Dear Editor,
Local history is being rewritten by a determined, crafty, and less than honest opposition. It is a calculated comprehensive assault through the auspices of the independent media, in view of the steady saturation efforts. In so doing, Stabroek News and Kaieteur News, two sometimes truly objective channels, have been converted to extensions of the PPP controlled and stage managed Mirror newspaper. Meanwhile, the saturation is pointedly clever in that inconvenient truths are trampled upon, as if they never existed.
According to the main PPP propagandists, their reign was marked by a succession of glorious revolutions tumbling upon each other. As I contemplate this abomination in 2017, I seem to recall a similar claim of another glorious revolution from 1917. History has since exposed the Russian one as one huge cruel fraud that foisted untold misery upon a trapped hapless people. History, in the fullness of time, but starting right now, will do the same to those vacuous clamours here.
Still, I must hand it to the opposition’s public men of letters (clearly scarlet ones), they are without peer in the propaganda, creativity, and manufacturing fields. It is even more astonishing that this comes from men who have little acquaintanceship with the English alphabet; one must be thankful for ghostwriters and other willing resources. But there is a method to their consistent madness: they know that fictions repeated endlessly become accepted truth in due course. Thus, those who once blocked open inquiry, now block honesty, accuracy, and reality through their producing tomes that torture truth, while titillating at the same time.
So now there are these presentations (serial misrepresentations, really) that speak rather shamelessly of a glorious era under the PPP. Rather artfully and wickedly, the transformation of Guyana into a narco-state, a money laundering state, and a virtual criminal state where the rule of law was dictated by the incorrigibly lawless, who were (and still are) part of an extensive bosom comradeship is totally ignored. This is the relentless accentuation of the positive and the false, too. One main man, who thankfully does not write, gave that evil transformation the glorious blessing of “progress and development.” This is the Guyanese leadership that knows no compunction.
The opposition writers forgot to remember and to share with the nation that during the big glorious party with those whose visas are now revoked, the US DEA was not invited; nor were the UK police reform experts and dollars welcome.
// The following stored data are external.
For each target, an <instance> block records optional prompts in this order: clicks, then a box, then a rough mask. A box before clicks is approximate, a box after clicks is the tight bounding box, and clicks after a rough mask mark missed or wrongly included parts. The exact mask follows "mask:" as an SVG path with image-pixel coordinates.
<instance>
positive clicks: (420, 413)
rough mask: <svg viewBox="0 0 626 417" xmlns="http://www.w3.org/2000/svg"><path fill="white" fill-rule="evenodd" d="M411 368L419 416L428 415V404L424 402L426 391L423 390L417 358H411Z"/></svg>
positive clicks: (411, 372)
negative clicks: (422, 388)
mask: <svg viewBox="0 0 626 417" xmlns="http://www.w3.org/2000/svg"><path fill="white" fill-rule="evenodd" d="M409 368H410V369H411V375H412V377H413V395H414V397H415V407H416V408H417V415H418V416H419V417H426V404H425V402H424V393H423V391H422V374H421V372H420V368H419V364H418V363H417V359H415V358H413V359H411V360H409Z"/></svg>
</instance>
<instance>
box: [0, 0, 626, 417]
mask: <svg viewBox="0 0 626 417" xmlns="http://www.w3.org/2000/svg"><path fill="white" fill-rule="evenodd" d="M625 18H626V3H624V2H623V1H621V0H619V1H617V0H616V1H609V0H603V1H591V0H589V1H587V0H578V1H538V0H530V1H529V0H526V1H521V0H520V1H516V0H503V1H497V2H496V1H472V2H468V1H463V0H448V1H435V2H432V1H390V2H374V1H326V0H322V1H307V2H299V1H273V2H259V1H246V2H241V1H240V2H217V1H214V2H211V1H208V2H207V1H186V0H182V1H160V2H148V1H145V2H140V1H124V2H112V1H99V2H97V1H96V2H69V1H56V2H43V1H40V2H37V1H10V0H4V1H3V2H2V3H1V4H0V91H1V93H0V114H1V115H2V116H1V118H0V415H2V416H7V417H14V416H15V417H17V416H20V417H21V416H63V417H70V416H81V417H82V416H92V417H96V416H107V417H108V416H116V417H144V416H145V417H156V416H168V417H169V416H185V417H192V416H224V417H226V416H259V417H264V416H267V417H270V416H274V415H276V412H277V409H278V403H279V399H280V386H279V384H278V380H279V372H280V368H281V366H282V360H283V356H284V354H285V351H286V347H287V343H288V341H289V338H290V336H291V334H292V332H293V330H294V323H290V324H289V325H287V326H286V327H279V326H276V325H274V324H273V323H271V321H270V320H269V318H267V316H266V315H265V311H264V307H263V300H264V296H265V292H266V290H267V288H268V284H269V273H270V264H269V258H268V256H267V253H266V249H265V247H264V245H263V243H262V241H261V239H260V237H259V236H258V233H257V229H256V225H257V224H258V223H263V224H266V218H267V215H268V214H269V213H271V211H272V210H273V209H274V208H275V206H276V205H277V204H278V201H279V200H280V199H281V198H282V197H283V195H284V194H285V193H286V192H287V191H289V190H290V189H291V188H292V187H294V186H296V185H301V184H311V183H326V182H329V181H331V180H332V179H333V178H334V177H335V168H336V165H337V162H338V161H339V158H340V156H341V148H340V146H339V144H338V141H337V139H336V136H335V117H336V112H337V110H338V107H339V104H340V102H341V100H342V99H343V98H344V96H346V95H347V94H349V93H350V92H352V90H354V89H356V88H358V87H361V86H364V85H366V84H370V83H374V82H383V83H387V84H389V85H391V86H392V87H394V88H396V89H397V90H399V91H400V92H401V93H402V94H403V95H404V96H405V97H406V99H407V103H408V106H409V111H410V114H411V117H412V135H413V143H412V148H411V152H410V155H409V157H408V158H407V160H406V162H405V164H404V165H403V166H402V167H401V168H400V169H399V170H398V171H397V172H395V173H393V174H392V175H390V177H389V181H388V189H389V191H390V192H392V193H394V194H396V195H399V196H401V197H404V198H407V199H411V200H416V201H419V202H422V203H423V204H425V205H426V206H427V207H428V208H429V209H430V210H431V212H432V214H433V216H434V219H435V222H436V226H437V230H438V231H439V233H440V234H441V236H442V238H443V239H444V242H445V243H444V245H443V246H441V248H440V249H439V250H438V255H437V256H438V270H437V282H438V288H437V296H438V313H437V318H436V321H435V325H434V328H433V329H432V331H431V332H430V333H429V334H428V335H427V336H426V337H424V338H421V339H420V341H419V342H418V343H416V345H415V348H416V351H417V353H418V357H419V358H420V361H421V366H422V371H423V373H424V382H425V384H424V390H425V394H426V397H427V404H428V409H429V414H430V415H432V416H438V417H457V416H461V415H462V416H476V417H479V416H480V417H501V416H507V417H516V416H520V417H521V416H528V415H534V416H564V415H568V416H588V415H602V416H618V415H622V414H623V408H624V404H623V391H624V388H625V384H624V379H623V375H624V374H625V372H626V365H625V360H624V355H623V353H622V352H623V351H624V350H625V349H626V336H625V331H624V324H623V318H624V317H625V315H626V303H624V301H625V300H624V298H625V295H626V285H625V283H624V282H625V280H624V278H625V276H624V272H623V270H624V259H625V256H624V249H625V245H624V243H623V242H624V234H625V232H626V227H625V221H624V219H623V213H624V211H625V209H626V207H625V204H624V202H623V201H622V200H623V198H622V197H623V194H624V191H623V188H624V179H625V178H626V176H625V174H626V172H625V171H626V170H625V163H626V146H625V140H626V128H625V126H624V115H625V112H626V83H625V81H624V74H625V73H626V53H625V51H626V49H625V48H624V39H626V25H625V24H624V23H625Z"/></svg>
Too much was at stake, so a whole country was sacrificed and surrendered, while luckless gullible supporters lost in the shuffle were viewed as merely collateral damage. Such is the price of power at any cost.
Nobody from the opposition is writing about any of this; or that the third arm of government ‒ the judiciary ‒ has scant standing in the eyes of principled practitioners or a sceptical public. Today a new record of this self-described and self-congratulating glorious time is being carved out in the public domain; meanwhile, the actual sordid records from that same glorious period have either taken premeditated flight, or ended up in ashes or a watery grave. The new storytelling and political yarns do not share any episodes of where the public treasury metamorphosed into private ATMs, and with all the withdrawal slips now irreversibly lost.
Moreover, I am surprised that in these opposition recitations, there is conspicuously missing one of the great success stories, an unparalleled one, from the golden age of the PPP ascendancy. There is no writing, no encomia, as to how the simple lowly phone card business became a multi-billion dollar enterprise. I could use a piece of that action. They should write and tell society about whose money the cash jet pilot was ferrying; the real commercial source of those cash proceeds; and how many trips were made on behalf of others. Perhaps, they know that citizens know, so why waste time?
These are just some of the tips of many icebergs, wisely avoided by the leading PPP mythologizers; men whose RPMs are on the low left side of the tachometer. It is enlightening and warming that these same men who could not recall anything about anything (including which month it is, and which planet this is) now bubble over with the detritus of concentrated mischief. It is why citizens are now reading and hearing and learning that the tawdry PPP rule was the best of times; that it epitomized Elysian Fields of prosperity, equity, and modernity.
Today the wrack and ruin of the long years of yesterday is revisited through an unceasing hegemony in, and monopoly of, perfidy. As Aeschylus wrote, “in war, truth is the first casualty.” Or as General Patton himself said, “there are only three principles in warfare: audacity, audacity, audacity.” And all of these are very much present.